2. The simulated lung of claim 1, wherein: the periphery of the gas ring (2) is provided with a sealing ring (21), and the sealing ring (21) is attached to the inner wall of the tank body (1).

3. The simulated lung of claim 2, wherein: the sealing ring (21) is made of silica gel.

4. The simulated lung of claim 1, wherein: the end face of the gas ring (2) is provided with an upper fixing buckle (23) and a lower fixing buckle (24), and one end of the spring (3) is connected to the upper fixing buckle (23) and the lower fixing buckle (24) in a buckling mode.

5. The simulated lung of claim 4, wherein: the end face of the gas ring (2) protrudes out of a first positioning seat (22), the upper fixing buckle (23) and the lower fixing buckle (24) are arranged on the periphery of the first positioning seat (22), and the spring (3) is sleeved on the first positioning seat (22).

6. The simulated lung of claim 1, wherein: one end face of the tank body (1) is provided with the air receiving port (11), the other end face of the tank body (1) is provided with the base (16), and the air outlet (12) is arranged on the base (16).

7. The simulated lung of claim 6, wherein: the spring (3) is arranged in the second chamber (15), one end of the spring (3) is connected to the gas ring (2), and the other end of the spring (3) is connected to the base (16).

8. The simulated lung of claim 7, wherein: the end face of the base (16) is provided with a second positioning seat (17) in a protruding mode, and the spring (3) is sleeved on the second positioning seat (17).

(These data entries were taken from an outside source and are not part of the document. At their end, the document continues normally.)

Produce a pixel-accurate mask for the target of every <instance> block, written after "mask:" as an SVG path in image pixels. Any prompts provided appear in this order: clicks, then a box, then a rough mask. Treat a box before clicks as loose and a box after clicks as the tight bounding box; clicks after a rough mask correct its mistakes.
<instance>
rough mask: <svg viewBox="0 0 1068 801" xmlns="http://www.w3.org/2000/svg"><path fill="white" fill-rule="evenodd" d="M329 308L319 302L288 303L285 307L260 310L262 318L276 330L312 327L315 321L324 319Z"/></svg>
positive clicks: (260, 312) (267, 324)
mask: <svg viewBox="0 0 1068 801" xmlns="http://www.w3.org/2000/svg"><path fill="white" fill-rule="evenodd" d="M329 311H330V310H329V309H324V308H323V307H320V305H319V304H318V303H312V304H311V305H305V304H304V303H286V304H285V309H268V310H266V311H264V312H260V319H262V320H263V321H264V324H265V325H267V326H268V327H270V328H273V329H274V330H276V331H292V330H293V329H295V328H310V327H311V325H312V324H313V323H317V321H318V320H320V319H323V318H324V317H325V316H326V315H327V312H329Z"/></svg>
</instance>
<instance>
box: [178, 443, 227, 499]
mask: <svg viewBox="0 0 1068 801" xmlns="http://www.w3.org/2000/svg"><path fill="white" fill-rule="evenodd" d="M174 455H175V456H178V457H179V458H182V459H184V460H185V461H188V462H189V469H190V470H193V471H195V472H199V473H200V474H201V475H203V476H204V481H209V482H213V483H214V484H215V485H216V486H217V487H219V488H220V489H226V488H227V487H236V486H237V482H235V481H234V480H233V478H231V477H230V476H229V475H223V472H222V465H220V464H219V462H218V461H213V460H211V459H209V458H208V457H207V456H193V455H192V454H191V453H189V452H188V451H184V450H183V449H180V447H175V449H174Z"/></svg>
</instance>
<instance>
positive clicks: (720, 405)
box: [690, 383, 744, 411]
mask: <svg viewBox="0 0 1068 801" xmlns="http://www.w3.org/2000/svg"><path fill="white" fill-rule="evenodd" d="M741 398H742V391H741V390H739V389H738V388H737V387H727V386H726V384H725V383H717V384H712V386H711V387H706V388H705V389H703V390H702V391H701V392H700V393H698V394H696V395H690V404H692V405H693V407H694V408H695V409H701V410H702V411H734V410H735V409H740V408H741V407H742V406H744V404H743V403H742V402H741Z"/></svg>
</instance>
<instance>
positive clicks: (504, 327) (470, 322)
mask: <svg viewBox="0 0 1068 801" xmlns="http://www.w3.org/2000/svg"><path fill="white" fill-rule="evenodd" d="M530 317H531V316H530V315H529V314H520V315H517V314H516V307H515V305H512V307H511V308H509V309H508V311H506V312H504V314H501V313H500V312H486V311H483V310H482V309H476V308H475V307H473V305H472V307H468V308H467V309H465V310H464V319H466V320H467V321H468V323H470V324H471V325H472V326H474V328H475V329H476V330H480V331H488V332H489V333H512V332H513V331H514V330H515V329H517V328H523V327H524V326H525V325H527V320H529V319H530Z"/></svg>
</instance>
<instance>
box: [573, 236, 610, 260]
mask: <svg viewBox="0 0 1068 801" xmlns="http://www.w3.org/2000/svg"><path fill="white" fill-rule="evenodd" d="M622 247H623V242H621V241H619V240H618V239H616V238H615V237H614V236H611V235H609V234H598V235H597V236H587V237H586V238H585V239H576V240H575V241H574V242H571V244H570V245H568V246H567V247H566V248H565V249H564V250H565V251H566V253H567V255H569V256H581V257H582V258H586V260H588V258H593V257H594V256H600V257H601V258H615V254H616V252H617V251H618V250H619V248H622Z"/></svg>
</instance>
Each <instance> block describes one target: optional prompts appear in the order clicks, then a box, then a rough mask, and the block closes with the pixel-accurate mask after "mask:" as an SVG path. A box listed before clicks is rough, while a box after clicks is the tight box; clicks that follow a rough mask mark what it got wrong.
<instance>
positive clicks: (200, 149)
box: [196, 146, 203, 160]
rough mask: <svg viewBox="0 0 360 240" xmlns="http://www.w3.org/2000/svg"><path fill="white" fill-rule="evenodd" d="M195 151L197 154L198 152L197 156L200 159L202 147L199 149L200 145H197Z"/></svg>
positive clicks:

9. The simulated lung of claim 1, wherein: the simulated lung comprises a three-way connecting pipe (6), an oxygen sensor (8), a display device (9) and a controller (10), wherein a first end of the three-way connecting pipe (6) is used for being communicated with an air receiving port (11), a second end of the three-way connecting pipe (6) is used for being communicated with a breathing machine, a third end of the three-way connecting pipe (6) is connected with the oxygen sensor (8), the oxygen sensor (8) is used for collecting gas oxygen concentration, and the controller (10) is respectively electrically connected with the pressure gauge (4), the oxygen sensor (8) and the display device (9).

10. The simulated lung of claim 9, wherein: the simulated lung comprises a flow tube (5) and a flow sensor (7), one end of the flow tube (5) is connected with the air receiving port (11), the other end of the flow tube (5) is connected with the first end of the three-way connecting tube (6), and the flow sensor (7) is connected with the flow tube (5) to collect gas flow.